The increased pollution post-Diwali has made the air quality in Delhi ‘severe’. There is smog in the air and it will continue for a month or so. It has triggered serious health problems for all the age groups especially children and elderly. It’s causing irreparable and irreversible damage. People are suffering from respiratory allergies, breathing issues, asthma and bronchitis due to the increased pollution level.
Why can poor respiratory care lead to increased use of ventilators?
There is a range of conditions that one might find himself faced with if one doesn’t take proper care of respiratory organs on a regular basis: from respiratory allergies to asthma to infections leading to pneumonia and bronchitis to extremely serious conditions such as lung cancer and COPD and acute respiratory failure, the list is rather long and many of which would require immediate care and mechanical ventilation.
We often tend to take most of our respiratory organs for granted as long as they are functioning externally not realizing that the slightest issue with any one of the organs if not attended to timely could deteriorate into a debilitating disease for life requiring prolonged or even lifelong advanced level of medical attention including ventilatory assistance.
How can ventilators help in poor respiratory conditions?
It helps us breathe when you’re sick, injured, sedated for an operation or undergoing severe respiratory conditions. It pumps oxygen-rich air into your lungs. It also helps us breathe out carbon dioxide, a harmful waste gas our body needs to get rid of.
What kind of ventilators are suitable to treat respiratory disorders?
Although there is a range of modern-age ventilators available today from ICU ventilators to ICU ventilators, anesthesia ventilators to home care and portable ventilators to related devices such as HFOT to help people with their breathing and related problems, people should regularly attend to their respiratory systems and organs in a way that rules out or minimizes the need for ventilatory assistance.
Max Ventilator have recently launched a High Flow oxygen Therapy (HFOT) device which not only gives nearly 100 percent chances of survival, but also entails less operating costs than a traditional ventilator. A modern state-of-the-art device, the HFOT equipment promises to add force and strength to the ongoing battle against a resurgent Covid-19 virus. Another one is WeanX ventilator that promises to be an all-weather ventilator solution for hospitals and healthcare facilities and patients.
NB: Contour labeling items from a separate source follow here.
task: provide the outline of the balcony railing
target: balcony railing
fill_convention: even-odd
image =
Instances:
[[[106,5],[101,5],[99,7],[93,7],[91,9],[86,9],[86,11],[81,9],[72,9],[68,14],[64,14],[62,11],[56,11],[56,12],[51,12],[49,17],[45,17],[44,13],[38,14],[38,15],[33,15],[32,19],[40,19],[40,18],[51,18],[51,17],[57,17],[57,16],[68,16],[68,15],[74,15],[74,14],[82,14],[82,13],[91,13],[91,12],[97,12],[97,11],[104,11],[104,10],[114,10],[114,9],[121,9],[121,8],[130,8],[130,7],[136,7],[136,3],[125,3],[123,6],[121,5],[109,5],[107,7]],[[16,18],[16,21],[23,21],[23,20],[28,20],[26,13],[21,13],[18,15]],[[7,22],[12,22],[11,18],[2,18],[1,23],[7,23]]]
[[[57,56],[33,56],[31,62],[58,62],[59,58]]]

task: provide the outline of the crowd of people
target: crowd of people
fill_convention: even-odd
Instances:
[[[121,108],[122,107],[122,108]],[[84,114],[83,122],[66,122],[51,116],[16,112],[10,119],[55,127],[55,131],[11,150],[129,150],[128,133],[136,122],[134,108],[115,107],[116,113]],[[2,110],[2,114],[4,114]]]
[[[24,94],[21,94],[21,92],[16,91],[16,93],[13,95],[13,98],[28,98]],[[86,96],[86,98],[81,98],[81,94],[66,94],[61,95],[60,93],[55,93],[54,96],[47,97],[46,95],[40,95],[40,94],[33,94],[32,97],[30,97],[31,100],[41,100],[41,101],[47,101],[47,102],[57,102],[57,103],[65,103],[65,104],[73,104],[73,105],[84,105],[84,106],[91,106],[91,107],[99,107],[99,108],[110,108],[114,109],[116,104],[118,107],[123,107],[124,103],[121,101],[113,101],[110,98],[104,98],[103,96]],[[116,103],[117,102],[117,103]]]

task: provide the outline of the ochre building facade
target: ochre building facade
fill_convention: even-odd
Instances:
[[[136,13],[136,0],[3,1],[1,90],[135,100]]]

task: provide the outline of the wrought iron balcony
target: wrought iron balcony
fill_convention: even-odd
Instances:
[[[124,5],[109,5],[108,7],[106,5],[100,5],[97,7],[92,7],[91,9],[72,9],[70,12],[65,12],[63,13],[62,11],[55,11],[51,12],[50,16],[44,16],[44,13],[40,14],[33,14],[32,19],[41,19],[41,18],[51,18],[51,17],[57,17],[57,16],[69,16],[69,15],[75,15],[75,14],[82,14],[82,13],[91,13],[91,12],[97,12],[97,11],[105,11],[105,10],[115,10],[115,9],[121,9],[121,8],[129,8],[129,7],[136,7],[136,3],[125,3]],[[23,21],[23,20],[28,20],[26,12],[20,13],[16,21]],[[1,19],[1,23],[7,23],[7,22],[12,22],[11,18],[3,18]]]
When the ventilator is prescribed to a patient?
Here are some of the health issues when the ventilator is prescribed to a patient:
· During and recovering from surgery
· When breathing on your own is very difficult
· Amyotrophic lateral sclerosis (ALS), commonly known as Lou Gerhig’s disease
· coma or loss of consciousness
· brain injury
· collapsed lung
· chronic obstructive pulmonary disease (COPD)
· drug overdose
· Guillain-Barré syndrome
· lung infection
· myasthenia gravis
· premature lung development (in babies)
· upper spinal cord injuries
· Ventilators have also been used on some patients diagnosed with COVID-19 during the 2020 pandemic. This is only for the most severe cases
Is there a rise in demand for ventilators due to the severe pollution?
Yes, there is a rise in the demand for ventilators. After facing the covid experience, hospitals are preparing themselves for any unforeseen situation beforehand. So that if any crisis comes, they are ready to tackle it without facing the shortage of medical devices for treatment. Due to the bad air quality and severe pollution, there are chances of increased issues of respiratory problems. Extreme cases can lead to the requirement of a ventilator as well.